Are there any books which teach commutative algebra and algebraic number theory at the same time. Many commutative algebra books contain few chapters on algebraic number theory at end. But I don't need that. I'm seaching for book which motivates commutative algebra using algebraic number theory.My main is to learn algebraic number theory but while doing so I also want to pick up enough commutative algebra to deal with algebraic geometry as well.

-
Our friend Pete Clark has written an impressive commutative algebra course in the spirit of accompanying algebraic number theory. –  Georges Elencwajg Jan 19 '13 at 11:00
M. Reid - "Undergraduate Commutative Algebra" is a good introduction to the subject, with plenty of motivating examples from Algebraic Geometry and Algebraic Number Theory. –  Charles Boyd Jan 22 '13 at 23:30

There's no law against reading more than one book at a time!

Although algebraic number theory and algebraic geometry both use commutative algebra heavily, the algebra needed for geometry is rather broader in scope (for alg number theory you need to know lots about Dedekind domains, but commutative algebra uses a much wider class of rings). So I don't think you can expect that there will be a textbook on number theory which will also teach you all the algebra you need for algebraic geometry.

-

I agree with David Loeffler's answer: there is a large initial segment of algebraic number theory which essentially coincides with the study of Dedekind domains. A careful study of Dedekind domains gives an introduction to several important commutative algebra topics: e.g. localization, integral closure, discrete valuations, fractional ideals, and the ideal class group.

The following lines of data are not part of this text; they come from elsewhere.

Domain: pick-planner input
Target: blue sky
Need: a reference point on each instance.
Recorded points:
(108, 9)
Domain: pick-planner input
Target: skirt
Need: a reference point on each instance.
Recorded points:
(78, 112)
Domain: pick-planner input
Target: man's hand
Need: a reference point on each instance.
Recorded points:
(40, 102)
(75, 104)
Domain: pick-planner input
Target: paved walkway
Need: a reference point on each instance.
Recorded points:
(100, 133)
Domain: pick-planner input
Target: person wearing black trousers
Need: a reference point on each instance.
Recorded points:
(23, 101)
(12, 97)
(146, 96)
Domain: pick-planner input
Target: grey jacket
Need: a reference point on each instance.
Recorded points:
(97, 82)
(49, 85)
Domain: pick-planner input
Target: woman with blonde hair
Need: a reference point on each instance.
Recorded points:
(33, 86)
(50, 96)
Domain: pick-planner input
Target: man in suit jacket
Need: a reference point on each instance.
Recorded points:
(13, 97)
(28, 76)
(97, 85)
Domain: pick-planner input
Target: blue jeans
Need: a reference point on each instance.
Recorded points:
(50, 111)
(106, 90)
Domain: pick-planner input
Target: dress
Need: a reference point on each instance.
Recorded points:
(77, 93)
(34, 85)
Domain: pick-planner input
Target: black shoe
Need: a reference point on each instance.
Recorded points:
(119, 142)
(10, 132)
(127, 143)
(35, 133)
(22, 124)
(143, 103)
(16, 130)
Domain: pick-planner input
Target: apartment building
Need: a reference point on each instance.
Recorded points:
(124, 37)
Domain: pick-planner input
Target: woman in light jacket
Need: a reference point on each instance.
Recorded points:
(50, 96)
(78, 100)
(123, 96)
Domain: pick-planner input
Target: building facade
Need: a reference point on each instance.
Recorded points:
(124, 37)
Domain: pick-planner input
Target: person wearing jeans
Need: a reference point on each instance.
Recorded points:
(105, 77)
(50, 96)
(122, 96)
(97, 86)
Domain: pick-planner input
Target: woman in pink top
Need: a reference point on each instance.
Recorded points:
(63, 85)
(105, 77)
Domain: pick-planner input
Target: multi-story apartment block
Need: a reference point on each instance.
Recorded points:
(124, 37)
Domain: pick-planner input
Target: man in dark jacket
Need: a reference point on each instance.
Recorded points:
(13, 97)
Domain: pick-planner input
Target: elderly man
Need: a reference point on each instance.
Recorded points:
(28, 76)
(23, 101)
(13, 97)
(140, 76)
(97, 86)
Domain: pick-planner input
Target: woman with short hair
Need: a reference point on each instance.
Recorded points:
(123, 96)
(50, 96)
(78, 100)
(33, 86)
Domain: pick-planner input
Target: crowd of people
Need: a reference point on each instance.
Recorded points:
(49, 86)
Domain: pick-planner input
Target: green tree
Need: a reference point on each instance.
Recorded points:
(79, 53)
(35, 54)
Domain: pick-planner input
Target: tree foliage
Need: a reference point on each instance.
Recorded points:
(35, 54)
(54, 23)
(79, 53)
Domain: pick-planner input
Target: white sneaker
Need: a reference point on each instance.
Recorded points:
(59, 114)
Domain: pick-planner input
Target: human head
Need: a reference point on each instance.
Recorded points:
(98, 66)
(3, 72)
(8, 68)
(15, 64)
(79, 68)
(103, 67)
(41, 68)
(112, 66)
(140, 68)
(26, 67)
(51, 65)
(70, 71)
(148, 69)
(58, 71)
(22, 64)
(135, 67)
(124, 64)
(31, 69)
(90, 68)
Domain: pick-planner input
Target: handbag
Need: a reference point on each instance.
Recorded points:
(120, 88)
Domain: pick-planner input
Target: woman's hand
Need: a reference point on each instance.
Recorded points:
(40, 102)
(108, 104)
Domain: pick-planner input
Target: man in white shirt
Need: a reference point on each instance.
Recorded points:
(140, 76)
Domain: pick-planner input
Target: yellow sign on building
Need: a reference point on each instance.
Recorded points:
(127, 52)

So one can motivate much of basic commutative algebra using concepts from algebraic number theory, but there is also a lot missing, for instance:

$\bullet$ Module theory. Modules over a Dedekind domain are "too nice" compared to modules over an arbitrary commutative ring. For instance injective = divisible and flat = torsionfree.

$\bullet$ The spectrum. The family of prime ideals in a Dedekind domain is unrepresentatively simple: all the nonzero ones are maximal. This is not a good motivation for spending time understanding the order-theoretic structure or the Zariski topology on $\operatorname{Spec} R$.

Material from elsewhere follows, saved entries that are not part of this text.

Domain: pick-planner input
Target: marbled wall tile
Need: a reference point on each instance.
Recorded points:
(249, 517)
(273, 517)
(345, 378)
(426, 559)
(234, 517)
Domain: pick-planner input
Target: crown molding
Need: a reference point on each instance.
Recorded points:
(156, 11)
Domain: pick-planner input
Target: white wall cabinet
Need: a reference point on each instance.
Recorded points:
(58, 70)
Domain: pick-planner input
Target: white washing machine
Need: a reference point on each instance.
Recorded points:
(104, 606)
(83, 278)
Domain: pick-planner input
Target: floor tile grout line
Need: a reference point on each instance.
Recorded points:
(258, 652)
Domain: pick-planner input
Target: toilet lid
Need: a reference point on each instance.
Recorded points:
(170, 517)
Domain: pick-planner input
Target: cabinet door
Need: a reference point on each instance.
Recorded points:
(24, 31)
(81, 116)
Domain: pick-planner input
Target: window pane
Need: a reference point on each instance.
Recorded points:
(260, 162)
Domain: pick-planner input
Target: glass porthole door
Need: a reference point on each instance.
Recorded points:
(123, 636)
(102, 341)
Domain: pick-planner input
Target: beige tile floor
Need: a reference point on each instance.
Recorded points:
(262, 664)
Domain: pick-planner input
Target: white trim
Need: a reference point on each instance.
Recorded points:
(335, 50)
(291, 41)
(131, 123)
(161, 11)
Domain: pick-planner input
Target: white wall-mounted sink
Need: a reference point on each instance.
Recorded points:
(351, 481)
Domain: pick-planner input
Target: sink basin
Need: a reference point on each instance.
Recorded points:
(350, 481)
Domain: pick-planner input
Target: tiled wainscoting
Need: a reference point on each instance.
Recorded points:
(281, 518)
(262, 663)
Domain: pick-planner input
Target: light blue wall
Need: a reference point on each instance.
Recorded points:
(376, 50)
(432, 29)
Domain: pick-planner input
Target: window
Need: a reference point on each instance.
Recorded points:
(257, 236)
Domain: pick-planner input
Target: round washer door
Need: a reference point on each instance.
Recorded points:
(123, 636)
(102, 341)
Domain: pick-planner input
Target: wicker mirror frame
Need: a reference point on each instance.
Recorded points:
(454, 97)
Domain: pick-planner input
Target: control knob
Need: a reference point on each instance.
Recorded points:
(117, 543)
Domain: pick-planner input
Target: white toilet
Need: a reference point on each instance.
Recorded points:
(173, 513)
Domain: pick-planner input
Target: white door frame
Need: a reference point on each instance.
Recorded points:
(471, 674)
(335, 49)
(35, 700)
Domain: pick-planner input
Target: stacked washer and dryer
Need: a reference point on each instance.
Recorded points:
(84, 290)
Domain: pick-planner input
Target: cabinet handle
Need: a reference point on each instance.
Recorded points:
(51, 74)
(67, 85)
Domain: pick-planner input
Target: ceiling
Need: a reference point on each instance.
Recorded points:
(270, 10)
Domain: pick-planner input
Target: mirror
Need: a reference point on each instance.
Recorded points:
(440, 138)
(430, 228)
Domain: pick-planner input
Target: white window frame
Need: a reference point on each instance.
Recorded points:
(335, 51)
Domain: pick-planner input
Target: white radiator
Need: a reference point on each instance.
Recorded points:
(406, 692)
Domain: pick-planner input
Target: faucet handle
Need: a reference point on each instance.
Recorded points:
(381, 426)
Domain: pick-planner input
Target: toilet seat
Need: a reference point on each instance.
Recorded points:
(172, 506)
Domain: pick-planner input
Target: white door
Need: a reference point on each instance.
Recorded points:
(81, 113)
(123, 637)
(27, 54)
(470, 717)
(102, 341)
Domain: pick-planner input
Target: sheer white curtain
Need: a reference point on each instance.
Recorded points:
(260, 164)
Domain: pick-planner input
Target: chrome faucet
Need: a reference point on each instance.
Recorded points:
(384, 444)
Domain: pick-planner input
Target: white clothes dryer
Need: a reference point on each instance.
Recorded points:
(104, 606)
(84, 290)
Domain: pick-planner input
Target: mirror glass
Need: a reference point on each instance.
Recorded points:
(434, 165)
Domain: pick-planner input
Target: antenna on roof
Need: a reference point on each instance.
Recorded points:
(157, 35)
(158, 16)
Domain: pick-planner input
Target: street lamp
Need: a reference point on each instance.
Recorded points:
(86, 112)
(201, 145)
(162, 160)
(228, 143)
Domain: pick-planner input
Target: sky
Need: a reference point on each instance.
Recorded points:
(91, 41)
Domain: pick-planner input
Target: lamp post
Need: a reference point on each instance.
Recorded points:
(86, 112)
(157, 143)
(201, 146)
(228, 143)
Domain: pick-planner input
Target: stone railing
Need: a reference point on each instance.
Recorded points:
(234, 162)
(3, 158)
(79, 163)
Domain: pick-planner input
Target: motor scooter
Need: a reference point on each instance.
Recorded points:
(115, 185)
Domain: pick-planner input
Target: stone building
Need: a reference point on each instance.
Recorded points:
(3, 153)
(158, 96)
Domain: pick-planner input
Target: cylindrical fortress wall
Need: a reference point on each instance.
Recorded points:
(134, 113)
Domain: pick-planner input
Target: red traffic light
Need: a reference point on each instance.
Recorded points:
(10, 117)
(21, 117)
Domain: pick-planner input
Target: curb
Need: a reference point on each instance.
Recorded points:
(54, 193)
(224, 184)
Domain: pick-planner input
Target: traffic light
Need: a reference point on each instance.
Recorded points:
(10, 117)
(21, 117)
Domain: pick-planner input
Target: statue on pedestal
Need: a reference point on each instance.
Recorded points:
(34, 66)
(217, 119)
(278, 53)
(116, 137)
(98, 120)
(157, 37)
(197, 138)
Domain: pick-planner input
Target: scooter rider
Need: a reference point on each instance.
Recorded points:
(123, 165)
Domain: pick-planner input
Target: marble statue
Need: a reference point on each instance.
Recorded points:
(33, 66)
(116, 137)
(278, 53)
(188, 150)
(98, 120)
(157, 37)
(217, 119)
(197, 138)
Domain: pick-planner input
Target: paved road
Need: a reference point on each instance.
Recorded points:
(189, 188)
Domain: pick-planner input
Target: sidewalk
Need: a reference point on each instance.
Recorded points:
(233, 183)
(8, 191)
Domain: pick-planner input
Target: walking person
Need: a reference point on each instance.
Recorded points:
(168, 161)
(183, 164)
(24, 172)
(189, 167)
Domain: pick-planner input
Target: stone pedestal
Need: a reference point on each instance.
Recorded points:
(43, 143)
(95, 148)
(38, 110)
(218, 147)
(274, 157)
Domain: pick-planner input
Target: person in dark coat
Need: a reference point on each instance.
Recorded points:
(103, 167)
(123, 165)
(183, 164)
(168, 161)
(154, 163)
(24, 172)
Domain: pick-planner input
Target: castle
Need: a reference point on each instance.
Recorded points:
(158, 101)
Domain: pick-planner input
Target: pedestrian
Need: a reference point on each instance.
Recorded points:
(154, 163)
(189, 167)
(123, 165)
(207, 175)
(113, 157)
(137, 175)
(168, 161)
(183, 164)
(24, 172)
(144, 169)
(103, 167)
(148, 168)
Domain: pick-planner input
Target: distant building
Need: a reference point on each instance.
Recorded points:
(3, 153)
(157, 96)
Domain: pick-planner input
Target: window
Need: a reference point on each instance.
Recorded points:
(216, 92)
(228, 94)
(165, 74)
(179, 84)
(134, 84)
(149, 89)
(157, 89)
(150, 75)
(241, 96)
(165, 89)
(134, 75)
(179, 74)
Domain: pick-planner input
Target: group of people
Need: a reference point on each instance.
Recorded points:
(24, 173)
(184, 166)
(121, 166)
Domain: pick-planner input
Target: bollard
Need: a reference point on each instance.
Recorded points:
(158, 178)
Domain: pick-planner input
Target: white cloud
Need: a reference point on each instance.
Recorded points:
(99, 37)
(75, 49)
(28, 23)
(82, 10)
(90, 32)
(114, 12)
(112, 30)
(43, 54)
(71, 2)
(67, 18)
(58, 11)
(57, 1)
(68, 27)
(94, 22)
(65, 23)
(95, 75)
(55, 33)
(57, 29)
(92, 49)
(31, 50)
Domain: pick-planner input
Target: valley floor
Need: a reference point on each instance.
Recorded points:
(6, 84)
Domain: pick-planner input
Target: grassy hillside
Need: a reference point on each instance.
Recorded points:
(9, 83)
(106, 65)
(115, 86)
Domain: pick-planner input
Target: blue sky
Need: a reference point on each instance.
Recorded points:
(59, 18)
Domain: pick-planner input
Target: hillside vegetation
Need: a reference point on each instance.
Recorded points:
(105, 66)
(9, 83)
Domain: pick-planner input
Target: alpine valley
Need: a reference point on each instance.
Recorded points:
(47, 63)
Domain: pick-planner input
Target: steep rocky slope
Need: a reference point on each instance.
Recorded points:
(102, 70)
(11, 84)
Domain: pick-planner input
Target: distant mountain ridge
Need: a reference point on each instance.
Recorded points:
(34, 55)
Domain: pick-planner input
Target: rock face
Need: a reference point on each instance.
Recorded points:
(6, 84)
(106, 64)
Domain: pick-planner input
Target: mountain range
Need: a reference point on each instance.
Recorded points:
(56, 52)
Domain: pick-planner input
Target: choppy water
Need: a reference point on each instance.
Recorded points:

$\bullet$ Dimension theory.

$\bullet$ Primary decomposition. One can view primary decomposition in a Noetherian ring as a generalization of factorization of ideals into products of primes in a Dedekind domain, but once again the former is significantly more complicated than the latter.

$\bullet$ The Nullstellensatz.

Rather, if you study algebraic number theory and algebraic geometry at more or less the same time, you'll see that much of what you're doing is commutative algebra and that algebra will be well motivated. Among reasonably introductory texts I know of exactly one that pulls this off well: this text by my colleague Dino Lorenzini.

(Since my own commutative algebra notes have been mentioned, let me say that I view these notes as being at approximately the level of a student who has had a first, relatively nontechnical, course in either algebraic number theory -- e.g. from Marcus's text -- or algebraic geometry -- e.g. from Shafarevich's text -- and has been told that she needs to learn some commutative algebra before proceeding onward. On the other hand, my notes draw more explicitly on examples from topology and geometry than from either of the aforementioned areas.)